C’est douloureux des deux côtés, mais c’est grâce à ce type d’expérience que l’on grandit des deux côtés et ce qui pouvait être considéré comme un obstacle majeur à la vie normale, devient alors un facteur positif de développement humain et par conséquent d’un meilleur vivre ensemble. Mais il y a plus, car la pandémie qui provoque la séparation avec certains proches et les rapproche seulement mentalement, dans d’autres cas elle provoque également un rapprochement inattendu physique et mental avec d’autres.
C’est le cas de ceux qui se trouvaient coincés chez leurs parents ou grand- parents, et c’est alors que des deux côtés on profite d’un tel rapprochement. Quelle découverte mutuelle, que de pouvoir passer du temps ensemble et le bénéfice est réciproque. Par exemple les grands parents enfermés en quarantaine plus longtemps que prévu et le petit fils réfugié chez eux à la campagne pour échapper au confinement dans les conditions citadines.

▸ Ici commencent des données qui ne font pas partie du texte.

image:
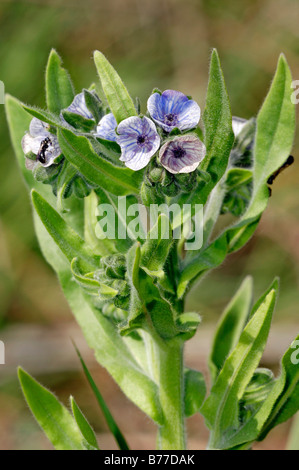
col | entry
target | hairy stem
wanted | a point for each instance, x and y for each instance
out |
(171, 435)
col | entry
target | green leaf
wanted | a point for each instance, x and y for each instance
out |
(155, 250)
(106, 412)
(65, 179)
(98, 171)
(287, 403)
(99, 246)
(70, 243)
(195, 391)
(78, 122)
(122, 219)
(18, 122)
(111, 350)
(44, 115)
(84, 426)
(236, 177)
(210, 258)
(115, 91)
(230, 327)
(59, 88)
(221, 409)
(293, 439)
(219, 136)
(55, 420)
(274, 136)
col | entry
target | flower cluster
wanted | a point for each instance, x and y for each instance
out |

Et alors, il prend soin d’eux, et eux s’attachent à lui de façon nouvelle, bien plus forte, profonde et durable. Dure est alors la séparation, il leur manque bien plus que d’ordinaire. Ils ont vécu ensemble deux mois ou plus ce qui ne leur était jamais arrivé avant et ils se sont découverts mutuellement dans leurs richesses respectives. Richesses devinées un peu lors de toujours trop courtes périodes du temps de retrouvailles lors de vacances ou à l’occasion de passage chez les uns ou les autres. Mais jamais à ce point.
Derrière les gros nuages il y a toujours le soleil. Le dimanche, c’est le jour du soleil, en anglais le jour est nommé comme tel. C’est aussi pour nous les chrétiens l’occasion de revisiter cet espace temps unique de la semaine pour savoir quel soleil s’y cache, derrière les nuages de nos préoccupations, et comment il peut nous éclairer, nous réchauffer, nous guider. Aujourd’hui c’est le dimanche de la Sainte Trinité.
Bon dimanche donc et par conséquent bonne semaine.